According to a study published in the journal Sleep, to resist pain, it is enough to sleep more. Scientists are blunt about it: sleeping 10 hours, two more than recommended, is more effective at alleviating pain than codeine, one of the most powerful painkillers found in a pharmacy.

The relationship between sleep and pain works in both directions: people who sleep less than they should are more sensitive to pain than those who sleep the recommended eight hours.

3. Listen to your favorite album

According to a study Christine Hsieh, a psychiatrist at Harvard Medical School, that our favorite music can help us alleviate pain. In their experiment, the participants were given a burn to feel pain and were separated into three groups: those who listened to their favorite music ensured less pain than those who were given non-musical sounds and those who did not hear anything.

As the authors explain in the study, the music we like activates pleasure centers, especially the accumbes nucleus, and has an analgesic effect.

4. Realize that your pain has some benefit

In most cases, we cannot follow this strategy, because we find it difficult to see pain as something positive, but the truth is that when it is, we suffer it differently. In 1956 the anesthetist Henry Beecher, one of the pioneers in the placebo study, found that the pain was perceived very differently between soldiers and civilians, with identical injuries, and the latter requested many more painkillers than the First.

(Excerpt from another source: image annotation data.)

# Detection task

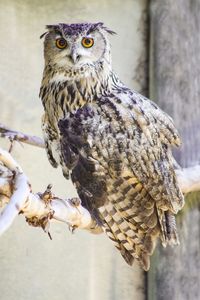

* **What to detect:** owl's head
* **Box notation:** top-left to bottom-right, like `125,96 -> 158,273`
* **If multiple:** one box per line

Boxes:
41,23 -> 114,70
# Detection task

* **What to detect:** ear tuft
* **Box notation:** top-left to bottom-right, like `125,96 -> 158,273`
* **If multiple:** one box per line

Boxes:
40,31 -> 48,39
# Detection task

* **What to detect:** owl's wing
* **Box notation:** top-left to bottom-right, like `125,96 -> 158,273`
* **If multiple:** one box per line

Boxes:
42,113 -> 59,168
59,90 -> 183,270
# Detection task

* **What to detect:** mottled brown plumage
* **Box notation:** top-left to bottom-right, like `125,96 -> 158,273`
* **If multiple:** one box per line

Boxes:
40,23 -> 183,270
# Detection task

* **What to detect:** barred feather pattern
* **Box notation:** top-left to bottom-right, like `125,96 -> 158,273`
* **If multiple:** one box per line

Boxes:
40,29 -> 184,270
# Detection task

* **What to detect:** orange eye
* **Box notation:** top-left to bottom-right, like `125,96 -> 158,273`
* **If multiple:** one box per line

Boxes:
81,38 -> 94,48
56,38 -> 67,49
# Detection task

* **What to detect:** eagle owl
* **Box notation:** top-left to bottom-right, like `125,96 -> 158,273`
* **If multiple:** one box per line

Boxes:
40,23 -> 184,270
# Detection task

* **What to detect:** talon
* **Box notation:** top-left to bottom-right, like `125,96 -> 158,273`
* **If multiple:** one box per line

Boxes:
40,184 -> 54,205
70,198 -> 81,207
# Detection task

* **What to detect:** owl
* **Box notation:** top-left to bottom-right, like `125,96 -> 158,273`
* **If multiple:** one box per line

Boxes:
40,22 -> 184,270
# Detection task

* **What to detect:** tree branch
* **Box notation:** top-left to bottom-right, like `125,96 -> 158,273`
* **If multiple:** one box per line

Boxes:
0,124 -> 200,235
0,123 -> 44,148
0,149 -> 101,235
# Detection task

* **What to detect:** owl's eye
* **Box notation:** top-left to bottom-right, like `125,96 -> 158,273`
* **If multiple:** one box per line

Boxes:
81,38 -> 94,48
56,38 -> 67,49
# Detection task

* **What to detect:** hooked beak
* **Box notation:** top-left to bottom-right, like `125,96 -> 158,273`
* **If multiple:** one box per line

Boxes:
69,49 -> 81,64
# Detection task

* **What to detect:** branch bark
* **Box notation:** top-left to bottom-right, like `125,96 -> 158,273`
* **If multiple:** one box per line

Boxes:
0,124 -> 200,239
0,149 -> 101,235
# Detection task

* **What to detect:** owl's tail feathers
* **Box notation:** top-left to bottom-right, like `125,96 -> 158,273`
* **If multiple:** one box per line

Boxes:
158,209 -> 179,247
104,223 -> 155,271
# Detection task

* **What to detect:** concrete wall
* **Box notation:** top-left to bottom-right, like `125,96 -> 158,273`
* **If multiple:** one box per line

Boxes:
0,0 -> 146,300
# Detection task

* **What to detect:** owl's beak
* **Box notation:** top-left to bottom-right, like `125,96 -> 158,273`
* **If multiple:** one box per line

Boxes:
69,50 -> 81,64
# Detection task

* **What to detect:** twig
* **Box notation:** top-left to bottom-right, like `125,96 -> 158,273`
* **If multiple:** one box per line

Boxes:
0,124 -> 200,234
0,123 -> 44,148
0,149 -> 101,235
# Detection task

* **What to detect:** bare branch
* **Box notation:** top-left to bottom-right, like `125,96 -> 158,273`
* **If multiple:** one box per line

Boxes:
0,149 -> 101,235
0,123 -> 44,148
0,124 -> 200,235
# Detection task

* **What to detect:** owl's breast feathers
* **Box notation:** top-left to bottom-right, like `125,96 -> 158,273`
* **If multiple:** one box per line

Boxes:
55,85 -> 183,270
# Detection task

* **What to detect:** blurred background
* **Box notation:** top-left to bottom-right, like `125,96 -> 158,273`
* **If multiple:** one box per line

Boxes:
0,0 -> 200,300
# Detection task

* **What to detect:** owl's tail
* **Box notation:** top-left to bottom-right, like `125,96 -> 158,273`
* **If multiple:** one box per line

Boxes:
101,203 -> 159,271
157,209 -> 179,247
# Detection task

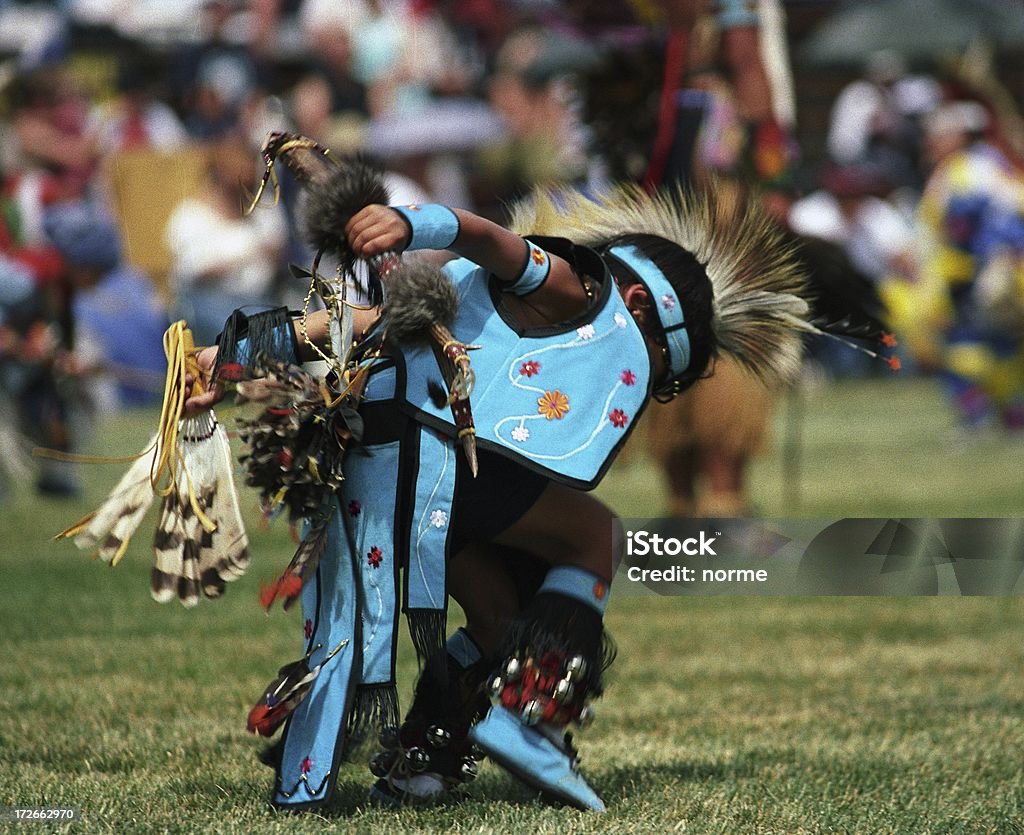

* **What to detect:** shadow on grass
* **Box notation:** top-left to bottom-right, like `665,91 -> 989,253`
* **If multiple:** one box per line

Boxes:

This was because, according to Beecher, the soldiers saw their trauma as a positive thing, as it allowed them to move away from the front and remain safe. However, for civilians, their injuries only brought negative things: they could not work, they were locked up in the hospital. So, the next time you’re on leave, think that at least you don’t have to go to work: if you hate being in the office, your pain will probably subside.

5. Curse

Swearing is common when we feel a pain, but the funny thing is that it really helps us alleviate it. According to a study led by Dr. Richard Stephens, professor of psychology at Keele University, people better endure pain when we can curse out loud.

The psychologist asked participants in his experiment to insert his hand into a container of ice water: those in the group in which he could be insulted lasted much longer (40 seconds more, on average) and suffered less. “There seems to be a reason for developing these words in all languages,” Stephens said in the experiment’s presentation note.

6. Love

Like music, love activates the pleasure centers of the brain – such as the nucleus accumbens – which has an analgesic effect. Dr. Sean Mackey, a professor of neurology at Standford School of Medicine, found that people in love felt less pain just by looking at a photograph of their loved ones.

As Mackey explains in his study, published in Plos One, “love-induced analgesia is associated with the brain’s reward centers and seems to involve more primitive brain aspects, activating deep structures that could block pain from a spinal level, similar to how opioid painkillers work.”